The rule, released May 28 by the departments of Health and Human Services, Labor and Treasury, includes changes designed to increase transparency and streamline payment disputes between providers and insurers. Among the reforms are a reduction in administrative fees and new transparency requirements, including the use of standardized claim adjustment and remittance advice codes to help providers determine whether claims are eligible for the IDR process.
Fort Worth, Texas-based Radiology Associates of North Texas recently projected more than $51 million in avoidable administrative costs tied to current No Surprises Act arbitration batching rules and unpaid IDR awards. The physician-owned radiology practice said it prevailed in approximately 95% of finalized IDR disputes involving Blue Cross Blue Shield of Texas, yet more than $3.5 million in awarded balances remains unpaid, including nearly $1.64 million outstanding for more than 120 days.

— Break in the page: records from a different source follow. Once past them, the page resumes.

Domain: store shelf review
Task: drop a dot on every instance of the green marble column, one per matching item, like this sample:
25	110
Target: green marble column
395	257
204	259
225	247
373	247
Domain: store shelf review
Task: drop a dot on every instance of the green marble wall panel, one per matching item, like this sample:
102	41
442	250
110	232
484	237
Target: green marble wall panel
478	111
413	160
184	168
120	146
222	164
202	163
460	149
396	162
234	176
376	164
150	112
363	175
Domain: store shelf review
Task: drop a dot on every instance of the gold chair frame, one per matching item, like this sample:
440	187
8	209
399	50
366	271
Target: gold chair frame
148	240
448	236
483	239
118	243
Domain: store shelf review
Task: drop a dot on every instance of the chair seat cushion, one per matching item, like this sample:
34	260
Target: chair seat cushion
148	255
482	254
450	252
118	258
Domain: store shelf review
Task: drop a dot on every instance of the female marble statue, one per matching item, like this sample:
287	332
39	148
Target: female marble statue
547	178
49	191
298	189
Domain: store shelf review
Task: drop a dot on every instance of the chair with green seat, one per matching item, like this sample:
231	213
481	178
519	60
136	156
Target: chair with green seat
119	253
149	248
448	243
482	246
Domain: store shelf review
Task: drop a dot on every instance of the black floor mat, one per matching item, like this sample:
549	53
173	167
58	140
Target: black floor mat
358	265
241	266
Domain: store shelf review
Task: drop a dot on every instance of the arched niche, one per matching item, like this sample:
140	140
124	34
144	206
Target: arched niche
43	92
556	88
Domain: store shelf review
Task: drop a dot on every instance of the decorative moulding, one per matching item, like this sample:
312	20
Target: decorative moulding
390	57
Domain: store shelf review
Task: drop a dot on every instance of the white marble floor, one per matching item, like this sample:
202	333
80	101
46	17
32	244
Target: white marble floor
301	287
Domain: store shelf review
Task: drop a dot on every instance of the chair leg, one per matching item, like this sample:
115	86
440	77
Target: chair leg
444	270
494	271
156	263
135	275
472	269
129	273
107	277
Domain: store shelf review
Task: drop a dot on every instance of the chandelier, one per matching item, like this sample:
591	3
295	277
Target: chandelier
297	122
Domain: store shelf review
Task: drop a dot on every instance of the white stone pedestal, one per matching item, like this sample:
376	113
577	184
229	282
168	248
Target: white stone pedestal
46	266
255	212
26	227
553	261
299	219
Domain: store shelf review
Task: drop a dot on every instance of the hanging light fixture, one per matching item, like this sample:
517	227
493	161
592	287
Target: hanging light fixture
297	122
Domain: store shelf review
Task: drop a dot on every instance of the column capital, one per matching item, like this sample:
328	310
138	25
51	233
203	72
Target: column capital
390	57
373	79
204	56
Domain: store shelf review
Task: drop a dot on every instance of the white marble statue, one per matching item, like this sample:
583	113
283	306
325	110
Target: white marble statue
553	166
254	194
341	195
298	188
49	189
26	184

“We’ve been hearing a lot of problems with private payers,” Kara Newbury, chief advocacy officer for the Ambulatory Surgery Center Association told Becker’s . “I think that a lot of it is backlash to how the No Surprises Act has been implemented. But we had been hearing for a while from new ASCs that some payers were not willing to negotiate with them and have in-network contracts with new facilities. But now we’re hearing some issues even with existing facilities when they’re trying to renegotiate or update their contracts.”